Price attended high school in Hawaii before returning to California to study at Stanford University. He earned his law degree from the University of California Berkeley’s Boalt Hall School of Law, and following 10 years practicing law and also consulting at Bain & Company, he was hired to work for Jack Welch at GE Capital.
In 1992, Price co-founded Texas Pacific Group (TPG), a private equity firm, with two partners. TPG invested in companies as large and diverse as J. Crew, Burger King, Continental Airlines, and Petco. In 1995, TPG purchased Beringer. “That’s when I was really introduced to the wine business,” says Price.
The company continued to invest in wineries, including Chateau St. Jean., which sourced grapes for some of its wines from the Durell Vineyard in Sonoma. It was then that Price began to take a more active interest not just in the business of wine, but in vineyards as well. He purchased the Durell Vineyard in 1998, and launched Three Sticks Wines in 2002. In 2007, he sold his share of TPG back to his partners, and entered the wine business full-stop.
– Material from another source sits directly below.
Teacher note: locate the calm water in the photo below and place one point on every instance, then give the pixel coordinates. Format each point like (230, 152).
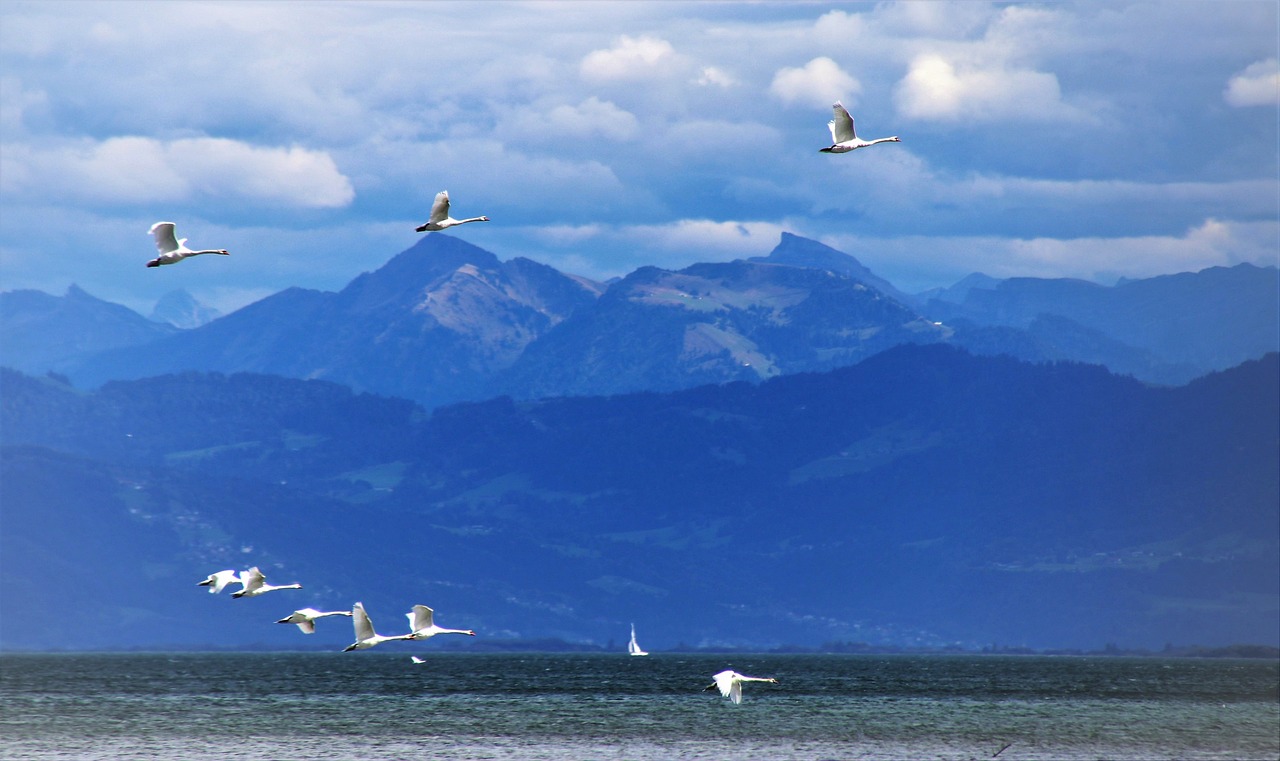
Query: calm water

He was soon approached by Steve Kistler to partner with him in his vineyards, and Price’s role as a farmer began to grow.
“I realized I’d made all the money I needed to make in my career, and I longed to return to something that brought me back in touch with the natural world on a more regular basis,” says Price.
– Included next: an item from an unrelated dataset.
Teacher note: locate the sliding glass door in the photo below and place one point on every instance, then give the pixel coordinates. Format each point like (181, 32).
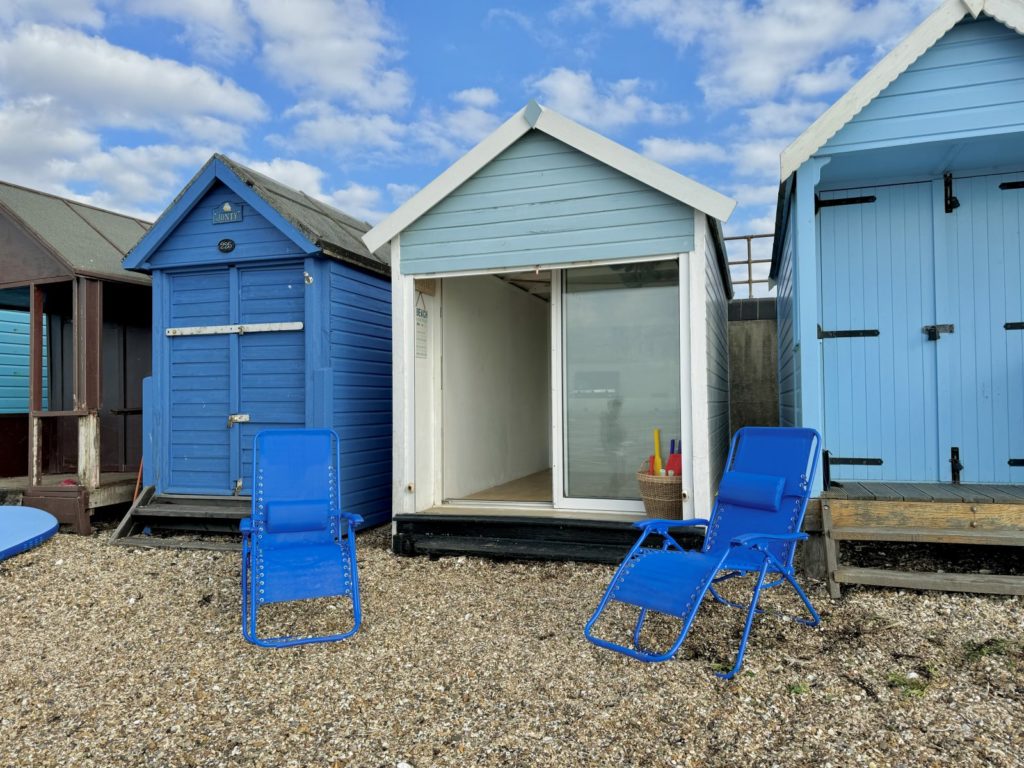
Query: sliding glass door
(620, 378)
Price is the proprietor of Price Family Vineyards & Estates—including ownership and management of Sonoma Coast vineyards including Durell, Gap's Crown, Walala, Alana, One Sky and William James Vineyard. He has ownership interests in Kistler Vineyards, Gary Farrell Winery, Three Sticks, Lutum and Head High.
Price’s business strategy is to work with winemakers who have their own individual style of winemaking and who maintain that vision with each vintage and with each piece of land. He believes that this commitment to a specific style lets one perfect their identity as a winemaker while also allowing them to stand out in the marketplace.
Price sees his family vineyards and winery investments as something he can share with his children someday. Already, his two eldest children, both now following his footsteps as Stanford grads, have wines named for them: “The James” from Three Sticks, and a “Natalie” Cuvee from Kistler. Soon, Price says, he’ll introduce a wine in honor of his youngest daughter, Alana.
Price is also an active philanthropist, and holds positions as Chairman of the Gladstone Foundation, which serves as the fundraising arm of the Gladstone Institutes, a leading organization in the research and development of solutions to widespread disease; and as Chair of Common Sense Media, which rates, advocates and educates families and schools on media and technology for kids.
Price resides in Marin County with his family, and strives to get in at least 30 days of surfing per year.